Archive

Archive for the ‘Technology’ Category

Java i18n

May 2nd, 2009 Animesh No comments

internationalizeTrivia: “i18n” 18 is the number of letters between the “i” and the “n” in “internationalization”

Basics:

Most traditional character encoding standards are 8-bit, and can only represent 256 different characters. While internationalization this becomes a bottleneck since 256 characters can’t accommodate every character possible. The solution to this problem is the adoption of universal character encoding: Unicode.

Unicode is
a) an industry standard designed
b) to bring together texts and symbols from all the writing systems of the world by
c) providing a unique number (not glyph) for every character.

This means that it represents a character in a number and the underlying application        will render the character (symbol, font, size, or shape) with some rendering/mapping algorithm.

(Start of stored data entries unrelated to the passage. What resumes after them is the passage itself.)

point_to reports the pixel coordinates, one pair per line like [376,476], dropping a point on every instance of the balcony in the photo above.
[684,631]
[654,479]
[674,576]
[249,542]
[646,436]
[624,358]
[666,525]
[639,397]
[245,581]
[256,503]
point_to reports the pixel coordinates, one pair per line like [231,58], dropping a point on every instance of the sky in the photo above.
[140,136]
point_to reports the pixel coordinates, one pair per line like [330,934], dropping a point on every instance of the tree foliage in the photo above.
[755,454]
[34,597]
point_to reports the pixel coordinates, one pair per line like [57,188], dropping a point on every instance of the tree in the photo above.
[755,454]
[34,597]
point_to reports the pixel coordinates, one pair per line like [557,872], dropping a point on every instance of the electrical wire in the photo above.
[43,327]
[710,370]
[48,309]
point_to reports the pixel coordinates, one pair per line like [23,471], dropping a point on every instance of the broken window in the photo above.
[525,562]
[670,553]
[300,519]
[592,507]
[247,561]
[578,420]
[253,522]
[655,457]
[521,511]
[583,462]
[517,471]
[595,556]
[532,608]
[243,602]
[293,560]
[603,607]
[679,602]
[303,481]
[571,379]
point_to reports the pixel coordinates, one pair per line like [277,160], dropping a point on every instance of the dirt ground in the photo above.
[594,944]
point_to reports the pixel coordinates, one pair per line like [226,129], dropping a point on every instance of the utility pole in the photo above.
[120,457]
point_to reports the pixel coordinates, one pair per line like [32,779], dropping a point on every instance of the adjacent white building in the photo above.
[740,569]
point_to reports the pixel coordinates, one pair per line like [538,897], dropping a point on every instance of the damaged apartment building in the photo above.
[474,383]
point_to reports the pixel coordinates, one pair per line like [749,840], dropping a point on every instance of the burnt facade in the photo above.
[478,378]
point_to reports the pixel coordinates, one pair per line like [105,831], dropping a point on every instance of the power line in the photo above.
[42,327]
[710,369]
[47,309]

There are several possible representations of Unicode data indicated by the Unicode Transformation Format (UTF). UTF is an algorithmic mapping from every Unicode code point to a unique byte sequence.

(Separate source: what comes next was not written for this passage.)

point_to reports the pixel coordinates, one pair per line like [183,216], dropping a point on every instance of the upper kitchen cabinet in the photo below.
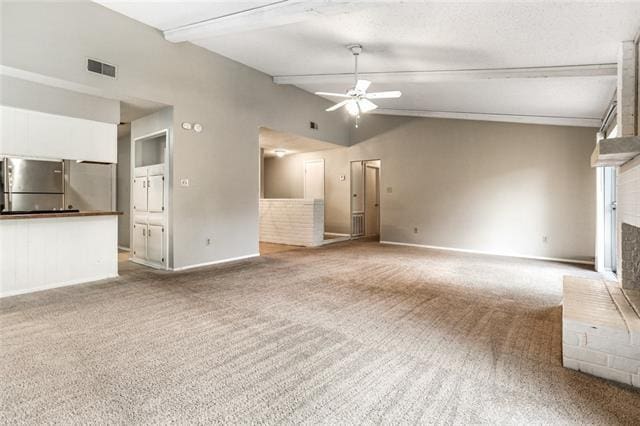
[26,133]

There are various UTF algorithms available such as, UTF-8, UTF-16 or UTF-32, but the preferred character encoding used in web environments is UTF-8, which is
a) a variable-length character encoding able to represent any character in the Unicode standard, yet
b) the initial encoding of bytecodes and character assignments for UTF-8 is consistent with ASCII, though not with Latin-1, because the characters greater that 127 differ.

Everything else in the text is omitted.